24 Heures, le blog "de l'art helvétique contemporain", jeudi 17 avril 2014
Philippe fretz, In medias res #3, Tours et enceintes, accompagné d'un texte d'Alessandro Mercuri, art&fiction, Lausanne

L’usine Kugler fut un monument de l’industrie suisse. De la manufacture Genevoise, à la jonction de l’Arve et du Rhône sortaient des robinets qui furent à cette fabrication ce que les Rolex sont à l’horlogerie. Depuis sa fermeture d’autres orfèvres ont pris la place. Une communauté d’artistes trouve une enceinte dans la tour centrale là où était la cheminée de la fonderie. Philippe Fretz en fait partie. Pour In medias res III  et autour du thème « Tours et enceintes »  l’artiste propose un hommage au lieu à travers huit peintures. Derrière l’architecture de l’usine représentée sous des angles qui souligne sa monumentalité s’inscrit - dans une histoire de paysage et de la peinture figurative et architecturale -  une  archéologie d’un édifice devenu- en changeant de statut - un endroit de création intense.  Là où les formes manufacturées sortaient standardisées,  des propositions en rupture non seulement de formes, de signification  et d’espace apparaissent au sein d’une communauté qui donne à ce lieu de Genève l’aspect d’une nouvelle « Ruche ».

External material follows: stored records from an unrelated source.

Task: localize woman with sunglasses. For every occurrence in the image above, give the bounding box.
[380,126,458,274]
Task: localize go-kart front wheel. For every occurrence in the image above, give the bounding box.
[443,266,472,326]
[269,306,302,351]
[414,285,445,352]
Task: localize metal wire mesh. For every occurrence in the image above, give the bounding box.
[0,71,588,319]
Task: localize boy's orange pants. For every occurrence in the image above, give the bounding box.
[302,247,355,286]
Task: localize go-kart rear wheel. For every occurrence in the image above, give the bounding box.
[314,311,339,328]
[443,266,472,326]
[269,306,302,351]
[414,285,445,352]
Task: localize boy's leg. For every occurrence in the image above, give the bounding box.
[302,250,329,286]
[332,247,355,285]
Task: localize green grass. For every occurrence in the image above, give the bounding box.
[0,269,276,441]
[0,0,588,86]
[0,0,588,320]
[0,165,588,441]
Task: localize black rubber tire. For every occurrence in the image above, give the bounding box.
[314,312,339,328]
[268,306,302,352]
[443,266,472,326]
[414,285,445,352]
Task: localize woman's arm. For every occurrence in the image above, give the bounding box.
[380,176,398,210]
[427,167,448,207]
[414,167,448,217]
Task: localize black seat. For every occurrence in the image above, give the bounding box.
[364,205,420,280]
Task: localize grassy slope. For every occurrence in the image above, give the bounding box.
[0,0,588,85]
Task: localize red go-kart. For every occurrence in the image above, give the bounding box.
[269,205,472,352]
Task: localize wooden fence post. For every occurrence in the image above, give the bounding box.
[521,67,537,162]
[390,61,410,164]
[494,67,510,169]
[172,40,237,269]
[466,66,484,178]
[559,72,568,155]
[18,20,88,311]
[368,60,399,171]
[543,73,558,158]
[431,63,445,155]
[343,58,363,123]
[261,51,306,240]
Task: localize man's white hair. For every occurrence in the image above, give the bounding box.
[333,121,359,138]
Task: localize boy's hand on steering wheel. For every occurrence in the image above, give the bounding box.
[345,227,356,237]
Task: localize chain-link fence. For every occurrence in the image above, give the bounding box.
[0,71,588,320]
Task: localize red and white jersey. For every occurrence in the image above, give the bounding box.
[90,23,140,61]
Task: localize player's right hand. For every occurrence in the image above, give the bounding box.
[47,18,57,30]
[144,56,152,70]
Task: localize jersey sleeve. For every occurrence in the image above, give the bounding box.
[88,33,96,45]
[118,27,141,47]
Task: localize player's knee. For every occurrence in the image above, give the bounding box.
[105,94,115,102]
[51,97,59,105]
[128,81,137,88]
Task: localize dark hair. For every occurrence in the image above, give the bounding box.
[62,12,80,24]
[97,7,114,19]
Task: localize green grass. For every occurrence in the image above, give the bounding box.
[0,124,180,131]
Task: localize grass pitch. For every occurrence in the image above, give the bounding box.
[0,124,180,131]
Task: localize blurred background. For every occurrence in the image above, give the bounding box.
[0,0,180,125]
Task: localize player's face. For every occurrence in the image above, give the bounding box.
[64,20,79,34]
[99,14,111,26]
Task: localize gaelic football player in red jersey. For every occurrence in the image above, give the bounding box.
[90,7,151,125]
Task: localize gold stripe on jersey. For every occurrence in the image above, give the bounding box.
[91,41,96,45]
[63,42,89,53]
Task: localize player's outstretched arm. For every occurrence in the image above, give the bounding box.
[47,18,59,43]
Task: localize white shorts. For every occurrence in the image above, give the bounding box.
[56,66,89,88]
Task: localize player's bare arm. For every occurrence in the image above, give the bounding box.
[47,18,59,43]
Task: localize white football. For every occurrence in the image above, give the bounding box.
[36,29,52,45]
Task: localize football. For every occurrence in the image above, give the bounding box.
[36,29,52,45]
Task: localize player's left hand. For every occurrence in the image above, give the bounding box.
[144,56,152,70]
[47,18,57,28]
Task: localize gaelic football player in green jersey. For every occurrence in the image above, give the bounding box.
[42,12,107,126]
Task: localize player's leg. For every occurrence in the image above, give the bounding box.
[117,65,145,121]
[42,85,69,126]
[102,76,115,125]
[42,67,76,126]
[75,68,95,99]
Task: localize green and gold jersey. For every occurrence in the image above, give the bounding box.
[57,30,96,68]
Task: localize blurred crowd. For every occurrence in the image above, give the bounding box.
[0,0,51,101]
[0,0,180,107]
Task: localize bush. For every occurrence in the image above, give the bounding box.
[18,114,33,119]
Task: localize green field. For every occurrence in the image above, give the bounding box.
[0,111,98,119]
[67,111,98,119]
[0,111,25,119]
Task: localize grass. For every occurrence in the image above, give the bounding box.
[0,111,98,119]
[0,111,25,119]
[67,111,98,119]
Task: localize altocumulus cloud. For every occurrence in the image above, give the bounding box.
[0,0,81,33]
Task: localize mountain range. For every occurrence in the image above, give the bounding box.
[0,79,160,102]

Pour ce numéro trois et sa démonstration en actes, Philippe Fretz confronte deux arcanes du tarot : la Maison-Dieu (symbole de l’orgueil ou du courage) et la Tempérance (symbole de l’humilité et parfois de la pusillanimité). Si bien que ces deux lames restituent la vie des artistes... Par ailleurs l’architecture des maisons, des tours et des enceintes ramène dans la symbolique de l’Imaginaire - si bien, éclairée par Gilbert Durand -  à la maison de l’être. Certes la tour (World Trade Centers de jadis, gratte-ciels de Shanghai et Dubaï aujourd’hui) comme les enceintes (Pentagone, Palazzo Sforza) renvoient à la puissance terrestre ou jadis religieuse. Mais  - entre verticalité et horizontalité - l’arborescence et l’étendue rhizomatique et géométrique s’y font plurielles. Philippe Fretz en fait le tour et l’écrivain Alessandro Mercuri en propose une lecture poétique. Il prouve combien dans les arcanes de tout édifice architectural et humain l’odeur de sainteté peut cacher bien des diables. Entre puissance phallique et enceinte matricielle, Philippe Fretz montre comment - par leur hymen - peut naître des structures moins sommaires ou primairement sexuelles. Surgissent des usines et des châteaux puis des palaces et des jardins de délices dont le bâtiment Kugler devient à la fois l’aîné en filiation et le parangon.